I hold out hope that I will meet my very own misunderstood mercenary-for-hire through a friend, even though ever so conveniently, no one I know knows a single solitary unattached, heterosexual, adult male who isn’t totally gross that doesn’t find me totally gross who would be into taking me to P.F. Chang’s. It pains me to know that one of my best friends sees me as a gnarled hag shaking my yellow-nailed crone’s finger at young people I catch in the midst of enjoying things with a lump of coal where my heart ought to be. Who’d want to introduce some poor soul to that? So I can’t have opinions on stuff without being considered a hater? I can’t question the point of going to see “Katy Perry: Part of Me 3D” if one is over the age of 13/has intact hearing and sight? I’ve got to be against whatever it is you’ve got?

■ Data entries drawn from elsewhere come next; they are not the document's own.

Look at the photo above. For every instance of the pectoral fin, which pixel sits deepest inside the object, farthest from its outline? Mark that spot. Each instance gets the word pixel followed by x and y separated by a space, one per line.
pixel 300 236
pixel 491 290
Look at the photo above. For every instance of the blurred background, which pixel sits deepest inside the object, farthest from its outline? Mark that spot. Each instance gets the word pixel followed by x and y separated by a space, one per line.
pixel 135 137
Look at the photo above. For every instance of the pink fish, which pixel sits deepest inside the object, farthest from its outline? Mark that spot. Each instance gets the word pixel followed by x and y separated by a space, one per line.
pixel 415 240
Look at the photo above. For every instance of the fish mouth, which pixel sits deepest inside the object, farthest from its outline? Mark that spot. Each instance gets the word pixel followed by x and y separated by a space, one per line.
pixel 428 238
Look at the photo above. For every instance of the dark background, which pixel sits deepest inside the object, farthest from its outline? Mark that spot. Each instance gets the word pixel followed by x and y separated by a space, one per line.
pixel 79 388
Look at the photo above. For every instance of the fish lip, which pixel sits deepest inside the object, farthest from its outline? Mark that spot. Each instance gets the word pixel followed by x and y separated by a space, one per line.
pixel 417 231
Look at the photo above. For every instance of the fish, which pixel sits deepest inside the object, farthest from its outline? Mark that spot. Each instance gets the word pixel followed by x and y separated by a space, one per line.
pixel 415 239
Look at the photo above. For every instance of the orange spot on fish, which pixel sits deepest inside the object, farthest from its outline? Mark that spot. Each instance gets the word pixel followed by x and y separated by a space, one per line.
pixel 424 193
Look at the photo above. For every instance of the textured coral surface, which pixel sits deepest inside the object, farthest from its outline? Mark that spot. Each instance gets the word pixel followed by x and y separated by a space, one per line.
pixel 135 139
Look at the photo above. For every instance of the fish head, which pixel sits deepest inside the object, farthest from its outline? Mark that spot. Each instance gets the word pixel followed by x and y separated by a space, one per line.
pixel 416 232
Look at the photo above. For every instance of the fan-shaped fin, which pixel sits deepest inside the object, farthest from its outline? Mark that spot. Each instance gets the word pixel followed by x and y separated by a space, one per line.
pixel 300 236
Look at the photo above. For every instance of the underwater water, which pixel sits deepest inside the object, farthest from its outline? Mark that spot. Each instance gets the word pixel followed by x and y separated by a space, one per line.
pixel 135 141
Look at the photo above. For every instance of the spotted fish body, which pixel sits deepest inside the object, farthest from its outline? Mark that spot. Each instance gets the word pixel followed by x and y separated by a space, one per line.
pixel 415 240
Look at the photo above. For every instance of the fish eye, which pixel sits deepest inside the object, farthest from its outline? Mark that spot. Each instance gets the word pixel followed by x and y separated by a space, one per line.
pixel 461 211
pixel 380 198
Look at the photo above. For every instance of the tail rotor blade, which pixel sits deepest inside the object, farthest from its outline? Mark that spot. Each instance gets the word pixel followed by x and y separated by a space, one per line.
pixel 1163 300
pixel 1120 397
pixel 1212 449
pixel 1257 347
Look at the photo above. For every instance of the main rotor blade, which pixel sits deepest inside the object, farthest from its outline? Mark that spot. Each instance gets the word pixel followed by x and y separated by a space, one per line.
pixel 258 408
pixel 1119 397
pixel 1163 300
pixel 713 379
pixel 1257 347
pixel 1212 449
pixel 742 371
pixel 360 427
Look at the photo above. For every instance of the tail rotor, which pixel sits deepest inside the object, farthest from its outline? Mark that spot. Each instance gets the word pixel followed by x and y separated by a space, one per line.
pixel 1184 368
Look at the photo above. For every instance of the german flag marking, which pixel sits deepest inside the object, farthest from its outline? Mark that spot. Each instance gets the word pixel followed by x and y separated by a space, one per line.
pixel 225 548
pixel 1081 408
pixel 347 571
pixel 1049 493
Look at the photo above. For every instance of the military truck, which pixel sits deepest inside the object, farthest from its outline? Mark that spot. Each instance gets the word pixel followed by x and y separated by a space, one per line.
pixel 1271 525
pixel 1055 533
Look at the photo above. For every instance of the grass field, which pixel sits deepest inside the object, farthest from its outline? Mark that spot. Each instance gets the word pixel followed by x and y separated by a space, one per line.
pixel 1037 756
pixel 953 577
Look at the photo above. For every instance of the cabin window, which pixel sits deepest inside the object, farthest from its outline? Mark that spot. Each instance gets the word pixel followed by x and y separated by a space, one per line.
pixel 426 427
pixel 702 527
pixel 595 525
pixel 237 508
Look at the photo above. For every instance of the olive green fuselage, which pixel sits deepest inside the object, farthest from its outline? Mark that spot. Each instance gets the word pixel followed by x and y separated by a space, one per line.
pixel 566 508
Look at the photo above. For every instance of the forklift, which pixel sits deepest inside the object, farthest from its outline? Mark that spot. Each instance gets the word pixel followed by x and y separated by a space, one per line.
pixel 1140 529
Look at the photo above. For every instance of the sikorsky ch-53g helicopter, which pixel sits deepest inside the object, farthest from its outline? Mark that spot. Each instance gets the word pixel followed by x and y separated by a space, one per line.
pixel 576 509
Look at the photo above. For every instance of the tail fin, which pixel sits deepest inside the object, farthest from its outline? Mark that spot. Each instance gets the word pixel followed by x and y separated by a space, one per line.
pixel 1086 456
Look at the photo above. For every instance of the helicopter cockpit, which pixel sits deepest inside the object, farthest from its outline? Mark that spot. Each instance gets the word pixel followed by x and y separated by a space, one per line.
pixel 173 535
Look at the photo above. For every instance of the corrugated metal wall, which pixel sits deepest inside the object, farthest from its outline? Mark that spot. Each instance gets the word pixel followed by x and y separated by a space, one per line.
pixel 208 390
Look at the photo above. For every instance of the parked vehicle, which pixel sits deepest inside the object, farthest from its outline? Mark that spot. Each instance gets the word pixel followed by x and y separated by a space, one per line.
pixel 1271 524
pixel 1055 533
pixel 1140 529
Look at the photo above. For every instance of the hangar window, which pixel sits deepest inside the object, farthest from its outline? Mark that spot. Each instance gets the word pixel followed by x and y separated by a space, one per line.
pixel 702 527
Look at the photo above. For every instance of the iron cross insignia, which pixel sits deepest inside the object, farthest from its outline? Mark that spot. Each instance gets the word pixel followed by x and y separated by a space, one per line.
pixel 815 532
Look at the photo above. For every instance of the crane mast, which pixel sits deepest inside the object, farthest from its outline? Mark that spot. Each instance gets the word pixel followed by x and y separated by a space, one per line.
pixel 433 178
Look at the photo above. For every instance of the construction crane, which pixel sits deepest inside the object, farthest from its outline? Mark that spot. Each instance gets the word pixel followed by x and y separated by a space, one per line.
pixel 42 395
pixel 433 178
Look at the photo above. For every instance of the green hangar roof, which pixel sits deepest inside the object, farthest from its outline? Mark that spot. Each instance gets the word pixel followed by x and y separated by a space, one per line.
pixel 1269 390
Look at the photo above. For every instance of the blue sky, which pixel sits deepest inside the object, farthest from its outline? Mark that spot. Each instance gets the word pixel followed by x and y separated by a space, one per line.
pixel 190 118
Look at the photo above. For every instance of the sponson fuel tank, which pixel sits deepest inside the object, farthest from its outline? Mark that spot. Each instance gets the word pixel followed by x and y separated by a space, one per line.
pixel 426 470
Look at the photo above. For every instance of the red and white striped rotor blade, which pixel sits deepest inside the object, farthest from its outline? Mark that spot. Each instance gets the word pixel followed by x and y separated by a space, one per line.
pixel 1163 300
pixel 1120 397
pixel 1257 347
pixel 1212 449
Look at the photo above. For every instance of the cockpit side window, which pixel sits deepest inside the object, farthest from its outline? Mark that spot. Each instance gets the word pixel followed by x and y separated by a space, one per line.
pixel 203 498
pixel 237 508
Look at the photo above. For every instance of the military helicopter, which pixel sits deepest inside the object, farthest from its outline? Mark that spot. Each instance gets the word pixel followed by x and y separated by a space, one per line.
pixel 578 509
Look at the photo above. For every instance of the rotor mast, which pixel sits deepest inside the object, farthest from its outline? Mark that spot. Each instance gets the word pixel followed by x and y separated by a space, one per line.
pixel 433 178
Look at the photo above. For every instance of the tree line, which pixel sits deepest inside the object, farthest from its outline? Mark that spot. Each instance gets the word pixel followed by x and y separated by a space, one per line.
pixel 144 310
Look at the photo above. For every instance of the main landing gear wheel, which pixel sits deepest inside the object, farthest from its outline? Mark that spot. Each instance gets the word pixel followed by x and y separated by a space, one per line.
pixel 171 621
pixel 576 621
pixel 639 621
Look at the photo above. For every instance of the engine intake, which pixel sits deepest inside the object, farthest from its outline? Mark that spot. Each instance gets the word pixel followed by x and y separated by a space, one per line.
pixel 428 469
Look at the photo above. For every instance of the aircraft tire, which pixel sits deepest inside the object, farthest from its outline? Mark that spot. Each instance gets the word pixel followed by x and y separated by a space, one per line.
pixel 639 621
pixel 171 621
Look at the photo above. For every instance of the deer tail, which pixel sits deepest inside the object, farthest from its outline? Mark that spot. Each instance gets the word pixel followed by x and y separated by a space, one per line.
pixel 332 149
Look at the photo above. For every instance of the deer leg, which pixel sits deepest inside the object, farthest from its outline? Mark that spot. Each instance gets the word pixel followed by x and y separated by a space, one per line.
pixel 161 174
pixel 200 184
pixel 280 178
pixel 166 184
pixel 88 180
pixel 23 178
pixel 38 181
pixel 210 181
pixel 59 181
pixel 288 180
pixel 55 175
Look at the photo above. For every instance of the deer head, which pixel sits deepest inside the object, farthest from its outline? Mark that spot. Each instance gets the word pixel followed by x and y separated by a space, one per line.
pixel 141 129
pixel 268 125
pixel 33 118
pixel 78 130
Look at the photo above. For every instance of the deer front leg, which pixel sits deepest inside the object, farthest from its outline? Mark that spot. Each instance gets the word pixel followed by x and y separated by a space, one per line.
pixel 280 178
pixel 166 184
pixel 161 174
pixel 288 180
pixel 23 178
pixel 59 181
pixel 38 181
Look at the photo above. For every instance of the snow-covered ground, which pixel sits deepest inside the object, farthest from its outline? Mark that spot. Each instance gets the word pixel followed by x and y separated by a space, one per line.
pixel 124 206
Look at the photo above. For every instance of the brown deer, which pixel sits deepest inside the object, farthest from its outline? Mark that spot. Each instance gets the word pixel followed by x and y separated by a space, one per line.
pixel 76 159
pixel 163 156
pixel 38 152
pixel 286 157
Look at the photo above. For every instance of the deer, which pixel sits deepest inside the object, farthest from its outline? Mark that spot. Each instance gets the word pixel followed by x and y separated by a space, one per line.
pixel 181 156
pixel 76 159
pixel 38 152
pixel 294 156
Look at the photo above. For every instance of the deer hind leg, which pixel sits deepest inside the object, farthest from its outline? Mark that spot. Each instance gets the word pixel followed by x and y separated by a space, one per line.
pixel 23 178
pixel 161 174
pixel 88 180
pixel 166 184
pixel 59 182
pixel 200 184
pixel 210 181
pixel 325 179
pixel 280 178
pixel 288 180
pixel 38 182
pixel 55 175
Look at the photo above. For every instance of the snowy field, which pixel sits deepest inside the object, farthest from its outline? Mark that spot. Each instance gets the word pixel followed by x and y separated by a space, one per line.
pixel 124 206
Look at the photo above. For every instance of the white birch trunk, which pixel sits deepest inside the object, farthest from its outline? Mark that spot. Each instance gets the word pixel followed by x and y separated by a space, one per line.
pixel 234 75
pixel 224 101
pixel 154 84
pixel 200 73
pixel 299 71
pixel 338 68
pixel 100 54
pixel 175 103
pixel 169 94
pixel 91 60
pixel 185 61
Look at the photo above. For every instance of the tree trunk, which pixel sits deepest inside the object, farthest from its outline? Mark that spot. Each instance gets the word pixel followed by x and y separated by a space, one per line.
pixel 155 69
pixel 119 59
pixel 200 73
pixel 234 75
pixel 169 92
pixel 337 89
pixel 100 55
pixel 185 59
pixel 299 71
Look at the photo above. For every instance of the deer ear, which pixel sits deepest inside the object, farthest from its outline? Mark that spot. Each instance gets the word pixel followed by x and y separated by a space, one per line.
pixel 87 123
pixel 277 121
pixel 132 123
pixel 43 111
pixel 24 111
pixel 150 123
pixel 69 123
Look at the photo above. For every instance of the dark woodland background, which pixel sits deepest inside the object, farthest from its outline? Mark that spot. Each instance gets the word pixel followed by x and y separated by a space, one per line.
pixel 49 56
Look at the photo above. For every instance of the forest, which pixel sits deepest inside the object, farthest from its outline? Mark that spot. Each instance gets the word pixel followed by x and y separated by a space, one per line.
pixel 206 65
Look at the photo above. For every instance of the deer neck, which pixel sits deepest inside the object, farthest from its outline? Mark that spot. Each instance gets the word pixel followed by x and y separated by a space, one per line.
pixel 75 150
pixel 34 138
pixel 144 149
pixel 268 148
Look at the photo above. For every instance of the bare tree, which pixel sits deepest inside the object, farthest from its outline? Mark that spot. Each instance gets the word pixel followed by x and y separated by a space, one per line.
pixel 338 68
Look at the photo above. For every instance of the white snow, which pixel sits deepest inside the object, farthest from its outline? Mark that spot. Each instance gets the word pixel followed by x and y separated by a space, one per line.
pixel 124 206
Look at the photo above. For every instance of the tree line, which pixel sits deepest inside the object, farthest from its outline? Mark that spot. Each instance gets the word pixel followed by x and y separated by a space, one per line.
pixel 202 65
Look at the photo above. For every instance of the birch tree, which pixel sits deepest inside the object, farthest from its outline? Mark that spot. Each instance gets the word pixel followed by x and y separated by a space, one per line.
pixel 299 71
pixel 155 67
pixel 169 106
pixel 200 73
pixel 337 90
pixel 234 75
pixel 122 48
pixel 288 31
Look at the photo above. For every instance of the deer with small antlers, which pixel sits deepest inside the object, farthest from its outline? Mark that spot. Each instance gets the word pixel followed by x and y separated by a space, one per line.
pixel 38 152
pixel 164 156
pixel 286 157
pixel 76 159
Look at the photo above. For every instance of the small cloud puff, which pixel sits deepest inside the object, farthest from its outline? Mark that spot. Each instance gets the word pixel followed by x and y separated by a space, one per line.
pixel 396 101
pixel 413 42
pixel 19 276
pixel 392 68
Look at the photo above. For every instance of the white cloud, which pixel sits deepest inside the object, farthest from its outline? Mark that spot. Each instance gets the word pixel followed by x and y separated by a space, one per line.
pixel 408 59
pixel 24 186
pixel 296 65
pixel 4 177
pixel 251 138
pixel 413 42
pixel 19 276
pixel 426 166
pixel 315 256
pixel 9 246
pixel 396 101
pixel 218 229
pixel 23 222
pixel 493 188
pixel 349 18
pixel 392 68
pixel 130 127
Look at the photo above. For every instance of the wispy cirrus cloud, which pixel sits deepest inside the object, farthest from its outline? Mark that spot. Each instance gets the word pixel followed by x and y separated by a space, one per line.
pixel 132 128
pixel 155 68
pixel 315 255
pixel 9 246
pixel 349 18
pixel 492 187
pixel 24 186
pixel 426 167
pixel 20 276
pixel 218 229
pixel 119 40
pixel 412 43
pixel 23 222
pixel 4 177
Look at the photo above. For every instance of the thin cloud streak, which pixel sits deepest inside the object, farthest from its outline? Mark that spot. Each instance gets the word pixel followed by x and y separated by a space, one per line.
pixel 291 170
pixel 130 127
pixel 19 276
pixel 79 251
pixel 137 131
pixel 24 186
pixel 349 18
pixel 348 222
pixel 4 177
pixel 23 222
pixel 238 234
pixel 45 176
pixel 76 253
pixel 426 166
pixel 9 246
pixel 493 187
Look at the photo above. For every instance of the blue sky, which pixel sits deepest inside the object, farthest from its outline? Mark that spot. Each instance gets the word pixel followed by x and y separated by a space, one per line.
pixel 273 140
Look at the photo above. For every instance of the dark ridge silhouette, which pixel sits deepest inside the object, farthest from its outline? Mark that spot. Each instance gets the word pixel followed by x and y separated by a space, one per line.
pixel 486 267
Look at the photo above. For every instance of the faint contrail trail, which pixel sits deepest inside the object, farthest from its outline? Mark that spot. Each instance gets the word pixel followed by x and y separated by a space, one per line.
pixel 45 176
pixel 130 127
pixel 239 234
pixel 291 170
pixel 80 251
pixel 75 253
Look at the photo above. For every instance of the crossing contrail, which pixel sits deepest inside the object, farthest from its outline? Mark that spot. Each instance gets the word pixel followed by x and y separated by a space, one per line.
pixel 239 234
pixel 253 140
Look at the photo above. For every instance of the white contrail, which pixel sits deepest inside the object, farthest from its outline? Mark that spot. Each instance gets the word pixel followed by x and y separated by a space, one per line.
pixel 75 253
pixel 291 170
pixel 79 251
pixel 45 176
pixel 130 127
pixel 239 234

I think Dick’s crowning me the Queen of Hateration bugs me so much from the standpoint of a single girl struggling to understand why she’s so single. The few times I’ve had opportunities to date in recent years, I feel that I’ve tried really hard to see the best in rather icky situations. The last two men I “dated” probably deserved my initial hate, but instead I gave them chances. I didn’t stifle myself, but I did make an effort to keep things pleasant and positive, as well as honest. Being constantly called a hater isn’t just annoying and sooo 2003, it’s kind of hurtful. All this time, I thought I’ve been sharing my uncensored opinion on things in the midst of friendly discourse and it’s been going over about as well as a Lewis Black stand-up routine (I realize he has a following; I’m making a point. Or proving Dick’s. I can’t tell anymore.)

Trying to tell someone who thinks you’re a hater that you think is a hater that you’re not a hater goes over about as well as this sentence does. I suppose I ought to approach all of my interactions with the same kind of pleasantries and positivity I hope I bring to my dating experiences, but does that mean I can’t root for the villain and that I have to find something kind to say about Chris Brown? Where does one draw the line between being nice and being awesome?

I guess I should hope that what’s keeping me single is my mouth. If it’s simply a matter of my being “too opinionated”, i.e., a hatin’-ass hater, then I can work on that fairly easily. I wouldn’t have to go to the gym or give up white rice or straighten my hair. Then again, the right guy may like that I don’t like certain things as much as he does. In fact, our love could be in part based on the fact that we hate the same things!

*SPOILER ALERT* (But seriously? Get thee to a movie theater.) That didn’t work out so well in the end for Bane and Talia, but I think it’s ’cause she had some major daddy issues.